Vorige week typte ik een stukje over de website TED. Een site vol met presentatie's en lezingen van mensen met passie voor hun vak. Mensen die via hun eigen vakgebied helpen de wereld weer een stukje beter te maken. Zoals ik al eerder zei: als ik weer eens die filmpjes bekijk krijg ik, in de woorden van mijn vriendje, een wollig gevoel.

Geinspireerd. Geraakt.

Op dezelfde website als waar ik bovenstaande tekst van heb gequote stond eerder een video van de yes we can speech van Barack Obama. Toen ik 'm zag kwam dat zelfde wollige gevoel. Het eerste wat ik wilde doen was blogger openen en de video linken in een blogje. Voor ik op blogger terecht kwam begon ik te twijfelen: ik laat alléén maar filmpjes zien de laatste tijd en misschien delen mensen mijn enthousiasme niet met zo'n speech.

Hij heeft het immers niet eens zelf geschreven, vast een heel team aan schrijvers gehad. Hij zit in het midden van een verkiezingscampagne, hij meent het toch niet. Cognitieve dissonantie begon me te helpen met het niet plaatsen van de video.

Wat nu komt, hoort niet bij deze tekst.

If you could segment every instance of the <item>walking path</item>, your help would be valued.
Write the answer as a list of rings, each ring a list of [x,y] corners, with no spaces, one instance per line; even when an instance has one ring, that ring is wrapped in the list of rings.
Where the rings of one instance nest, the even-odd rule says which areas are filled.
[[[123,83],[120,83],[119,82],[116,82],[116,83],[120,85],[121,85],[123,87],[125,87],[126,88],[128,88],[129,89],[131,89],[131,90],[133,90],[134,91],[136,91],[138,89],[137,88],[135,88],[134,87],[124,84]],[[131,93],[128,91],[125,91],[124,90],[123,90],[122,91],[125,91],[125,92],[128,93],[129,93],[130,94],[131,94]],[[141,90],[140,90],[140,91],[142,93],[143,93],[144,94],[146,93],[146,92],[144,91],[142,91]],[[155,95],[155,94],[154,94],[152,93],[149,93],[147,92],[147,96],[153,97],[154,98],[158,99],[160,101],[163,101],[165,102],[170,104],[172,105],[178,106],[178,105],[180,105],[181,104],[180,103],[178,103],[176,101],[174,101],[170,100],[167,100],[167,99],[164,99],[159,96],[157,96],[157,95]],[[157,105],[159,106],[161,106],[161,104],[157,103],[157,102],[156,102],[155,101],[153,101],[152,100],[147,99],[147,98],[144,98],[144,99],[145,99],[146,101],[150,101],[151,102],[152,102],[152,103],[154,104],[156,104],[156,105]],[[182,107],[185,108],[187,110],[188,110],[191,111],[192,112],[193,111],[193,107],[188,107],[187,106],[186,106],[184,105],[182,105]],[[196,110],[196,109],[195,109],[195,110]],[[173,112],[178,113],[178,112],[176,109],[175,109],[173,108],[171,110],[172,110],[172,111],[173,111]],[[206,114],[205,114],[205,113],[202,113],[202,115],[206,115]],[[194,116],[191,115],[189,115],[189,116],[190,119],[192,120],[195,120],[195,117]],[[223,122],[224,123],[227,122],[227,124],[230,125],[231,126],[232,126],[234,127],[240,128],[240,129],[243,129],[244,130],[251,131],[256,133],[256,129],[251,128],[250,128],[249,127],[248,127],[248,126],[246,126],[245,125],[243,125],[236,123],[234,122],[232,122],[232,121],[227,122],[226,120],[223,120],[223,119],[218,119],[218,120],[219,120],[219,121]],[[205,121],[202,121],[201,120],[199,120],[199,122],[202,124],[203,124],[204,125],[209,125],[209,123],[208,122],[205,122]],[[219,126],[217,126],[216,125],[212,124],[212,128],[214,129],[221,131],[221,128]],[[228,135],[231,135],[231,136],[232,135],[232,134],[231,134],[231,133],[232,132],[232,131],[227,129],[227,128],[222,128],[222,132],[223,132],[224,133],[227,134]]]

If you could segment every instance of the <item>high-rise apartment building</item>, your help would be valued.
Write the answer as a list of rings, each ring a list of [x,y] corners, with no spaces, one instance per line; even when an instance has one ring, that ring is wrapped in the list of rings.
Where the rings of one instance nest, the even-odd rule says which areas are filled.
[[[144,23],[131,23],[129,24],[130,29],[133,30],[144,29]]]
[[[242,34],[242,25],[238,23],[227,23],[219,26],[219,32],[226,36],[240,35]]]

Mijn vriend schudde me wakker en zei dat ik me niet schuldig moest voelen als ik geinspireerd raak. Dat je die mensen moet negeren als ze je afkraken voor hoe jij je voelt door zo'n presentatie, speech of lezing.

Overigens ben ik niet de enige die geinspireerd raakte door die speech, en zo is bijgaand filmpje ontstaan. De tekst van de speech is misschien iets minder duidelijk, maar de gedachte komt denk ik wel over.